Ted Chaiban of the United Nations Children’s Fund (UNICEF) and Edem Wosornu of the United Nations Office for the Coordination of Humanitarian Affairs (OCHA) addressed journalists on their recent mission to the country.
The conflict between the Sudanese Army and the paramilitary Rapid Support Forces has reached 100 days. In total, 24 million individuals in the country require assistance.
Chaiban, UNICEF’s deputy executive director for Humanitarian Action and Supply Operations, expressed optimism that the ongoing talks in Saudi Arabia will result in a cease-fire.
He said the conflict is threatening the lives and future of children and young people, who make up over 70 percent of Sudan’s population.
Chaiban said nearly 14 million children desperately need humanitarian relief, a number that is equivalent to all the boys and girls in Colombia, France, Germany or Thailand.

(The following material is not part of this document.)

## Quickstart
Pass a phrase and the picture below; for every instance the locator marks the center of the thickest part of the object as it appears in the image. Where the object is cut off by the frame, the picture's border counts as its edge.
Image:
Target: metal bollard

Some 1.7 million people have been driven from their homes, adding to the nearly 2 million who were already uprooted before the crisis.
In addition, 3 million Sudanese children under the age of five are malnourished, with 700,000 at danger of severe acute malnutrition and death. 1.7 million children may be denied essential immunizations, increasing the danger of disease outbreaks.
Many people have gone to Port Sudan, the Red Sea city where the UN set up a base shortly after the conflict began.
According to Wosornu, director of OCHA’s Operations and Advocacy Division, the migrants are being housed by relatives and friends who are struggling to fulfill their own requirements as rents spike and civil servants go unpaid.
Humanitarian assistance reached at least 2.5 million people between April and June. But the target is 18 million, underscoring the need for more financial support and less red tape.